While on a West Coast tour this spring with my band and some of our friends, we all decided to get tattoos commemorating the journey. Along with a piece of John Candy on the inside of my right bicep repping my own band, I got a hair brush with the initials "R.H." tattooed above it. Who is R.H., you ask? Why that's me. I'm a Ratchet Ho, or in other words, a wild and out of control girl that you dare not take to the club, because she might tear it up. Or something.

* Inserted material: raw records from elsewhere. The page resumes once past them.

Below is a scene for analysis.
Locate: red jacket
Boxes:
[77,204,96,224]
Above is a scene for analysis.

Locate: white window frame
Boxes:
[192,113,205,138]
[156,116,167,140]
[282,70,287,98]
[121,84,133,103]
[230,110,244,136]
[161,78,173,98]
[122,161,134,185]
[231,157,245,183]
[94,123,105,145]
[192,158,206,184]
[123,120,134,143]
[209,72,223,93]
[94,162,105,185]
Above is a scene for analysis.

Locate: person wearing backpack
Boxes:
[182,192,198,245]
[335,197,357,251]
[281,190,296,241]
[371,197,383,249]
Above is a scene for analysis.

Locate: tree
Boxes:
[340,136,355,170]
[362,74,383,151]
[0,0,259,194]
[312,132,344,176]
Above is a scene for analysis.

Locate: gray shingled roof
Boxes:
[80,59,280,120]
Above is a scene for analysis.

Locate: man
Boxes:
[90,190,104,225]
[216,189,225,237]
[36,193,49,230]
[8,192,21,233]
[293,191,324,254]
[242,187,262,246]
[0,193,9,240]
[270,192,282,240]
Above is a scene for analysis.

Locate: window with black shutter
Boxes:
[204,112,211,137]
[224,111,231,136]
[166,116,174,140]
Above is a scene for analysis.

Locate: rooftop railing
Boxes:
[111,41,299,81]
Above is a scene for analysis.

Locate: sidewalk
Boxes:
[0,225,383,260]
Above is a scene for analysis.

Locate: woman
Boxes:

Spending hours in a van left me a lot of time to do things like peruse Twitter, which is where I discovered this term. I was immediately fascinated: the word ratchet was so gnarly sounding, rolling off the tongue like a something I wouldn't have been caught dead saying in Catholic school, but better. I couldn't remember the last time I used the word ratchet to describe anything, but now, it was my adjective, my noun, my verb, my favorite thing. The cashier at a truck stop was a ratchet ho. The man working the door at the venue was a ratchet ho. Everyone was acting ratchet. I was the supremely swaggarific ratchet ho!
When it came time to get our tattoos, naturally, I was going to wear my new ratchet ho name badge forever. And I now I do, in black and red Sailor Jerry-ish curly cursive handwriting on my pale arm.
A few days ago, I was seven windows deep into a YouTube K-hole when I came across rapper Kreayshawn's video for "Gucci Gucci." Along with her DJ Lil' Debbie, the East Oakland Odd Future bffs and Lil' B video proprietarios are part of the White Girl Mob, a crew of rapping, self-proclaimed ratchet hos. They were the real thing. And now I, the 30-year-old Bree Davies, a white girl from Colorado, had affiliated myself with some serious ratchet hos, without even knowing it.
Mom, I hope you're proud. It isn't just my brother with the banger tats anymore, it's me, too. Now if you'll excuse me, I have to go fuck with some basic bitches in my boxing class.